Passage: Some managers view workplace conflict as inherently harmful, believing that harmony is a prerequisite for productivity. The passage questions this assumption by distinguishing between personal conflict and task conflict. Personal conflict—attacks on character or status—often corrodes trust and can indeed impede collaboration. Task conflict, however, can surface hidden assumptions, improve decision quality, and prevent premature consensus, especially when teams face complex problems. The author warns that task conflict does not automatically yield benefits: without norms that encourage respectful disagreement and mechanisms for integrating divergent views, it can easily slide into personal animosity or endless debate. The passage therefore recommends designing team practices—such as structured deliberation and clear decision rules—that preserve the informational value of disagreement while limiting its interpersonal costs.
Question: Which of the following best describes the main idea of the passage?
- Managers should eliminate all conflict by enforcing strict behavioral rules in meetings.
- The passage explains why personal conflict is more damaging than task conflict in teams.
- Conflict in teams is always beneficial because it prevents groupthink.
- The passage discusses workplace conflict.

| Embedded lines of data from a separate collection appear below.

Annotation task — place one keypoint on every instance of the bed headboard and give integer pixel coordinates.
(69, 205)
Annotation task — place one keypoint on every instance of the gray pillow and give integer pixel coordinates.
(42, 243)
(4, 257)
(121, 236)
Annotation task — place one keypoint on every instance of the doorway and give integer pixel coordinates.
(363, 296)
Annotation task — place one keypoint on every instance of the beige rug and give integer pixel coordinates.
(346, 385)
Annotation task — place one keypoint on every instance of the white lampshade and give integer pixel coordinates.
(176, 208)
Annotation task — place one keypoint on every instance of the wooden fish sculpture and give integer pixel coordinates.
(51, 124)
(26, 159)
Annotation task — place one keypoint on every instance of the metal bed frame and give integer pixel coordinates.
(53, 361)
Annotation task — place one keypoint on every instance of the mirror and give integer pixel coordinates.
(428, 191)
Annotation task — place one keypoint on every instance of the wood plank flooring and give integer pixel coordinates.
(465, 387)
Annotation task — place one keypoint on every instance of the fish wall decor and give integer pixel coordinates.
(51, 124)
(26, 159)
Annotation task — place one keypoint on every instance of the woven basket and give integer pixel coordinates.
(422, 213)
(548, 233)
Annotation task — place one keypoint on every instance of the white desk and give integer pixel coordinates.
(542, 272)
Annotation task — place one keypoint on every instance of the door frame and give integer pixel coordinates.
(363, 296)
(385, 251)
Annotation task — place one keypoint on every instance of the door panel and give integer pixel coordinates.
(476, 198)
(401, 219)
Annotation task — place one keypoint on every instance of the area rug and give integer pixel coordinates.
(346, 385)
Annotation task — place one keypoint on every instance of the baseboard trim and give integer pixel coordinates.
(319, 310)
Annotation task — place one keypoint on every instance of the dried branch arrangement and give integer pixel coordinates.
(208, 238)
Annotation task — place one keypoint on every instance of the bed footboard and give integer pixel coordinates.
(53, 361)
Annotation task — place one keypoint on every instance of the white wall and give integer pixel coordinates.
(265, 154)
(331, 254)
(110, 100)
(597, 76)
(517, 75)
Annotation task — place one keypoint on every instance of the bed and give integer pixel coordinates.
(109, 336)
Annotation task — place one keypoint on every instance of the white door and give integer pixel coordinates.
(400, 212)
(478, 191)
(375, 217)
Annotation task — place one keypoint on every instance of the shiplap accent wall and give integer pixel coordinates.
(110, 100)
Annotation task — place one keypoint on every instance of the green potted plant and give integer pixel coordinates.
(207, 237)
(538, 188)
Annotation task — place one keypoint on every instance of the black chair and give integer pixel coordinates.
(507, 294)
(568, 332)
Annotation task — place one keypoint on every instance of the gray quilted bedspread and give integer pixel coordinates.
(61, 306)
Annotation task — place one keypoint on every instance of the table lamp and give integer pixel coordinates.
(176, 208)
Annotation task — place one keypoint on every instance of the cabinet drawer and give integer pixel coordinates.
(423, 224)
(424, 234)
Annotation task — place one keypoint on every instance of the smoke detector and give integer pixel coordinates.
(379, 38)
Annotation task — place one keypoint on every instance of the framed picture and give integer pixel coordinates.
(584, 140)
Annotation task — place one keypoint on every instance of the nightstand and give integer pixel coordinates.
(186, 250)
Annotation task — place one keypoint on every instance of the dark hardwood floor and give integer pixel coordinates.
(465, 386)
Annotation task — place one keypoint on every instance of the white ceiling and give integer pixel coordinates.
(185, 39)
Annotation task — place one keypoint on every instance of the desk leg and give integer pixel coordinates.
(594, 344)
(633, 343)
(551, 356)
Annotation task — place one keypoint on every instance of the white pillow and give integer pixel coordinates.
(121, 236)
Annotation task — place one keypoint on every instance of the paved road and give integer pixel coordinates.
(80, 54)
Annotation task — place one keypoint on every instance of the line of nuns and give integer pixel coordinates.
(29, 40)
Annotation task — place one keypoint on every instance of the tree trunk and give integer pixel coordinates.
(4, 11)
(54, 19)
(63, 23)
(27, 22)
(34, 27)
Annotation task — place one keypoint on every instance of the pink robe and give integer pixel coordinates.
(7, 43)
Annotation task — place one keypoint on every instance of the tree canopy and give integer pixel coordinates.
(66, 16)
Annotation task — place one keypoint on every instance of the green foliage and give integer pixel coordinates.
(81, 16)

- Not all workplace conflict is harmful; task-focused disagreement can be productive if managed with appropriate norms and structures. (correct answer)
Explanation: This question tests main idea identification, requiring recognition of the passage's central claim about workplace conflict. A correct main idea answer must encompass the key distinction made throughout the passage and the author's nuanced position. The passage develops its central point by distinguishing between personal conflict (harmful) and task conflict (potentially beneficial), then explaining the conditions under which task conflict can be productive. The author emphasizes that benefits aren't automatic and require appropriate management structures and norms. Choice E correctly captures this main idea by stating that not all conflict is harmful and task-focused disagreement can be productive if properly managed. Choice D is too vague and merely identifies the topic, while choice C oversimplifies by claiming conflict is always beneficial, contradicting the passage's warnings about personal conflict and unmanaged task conflict.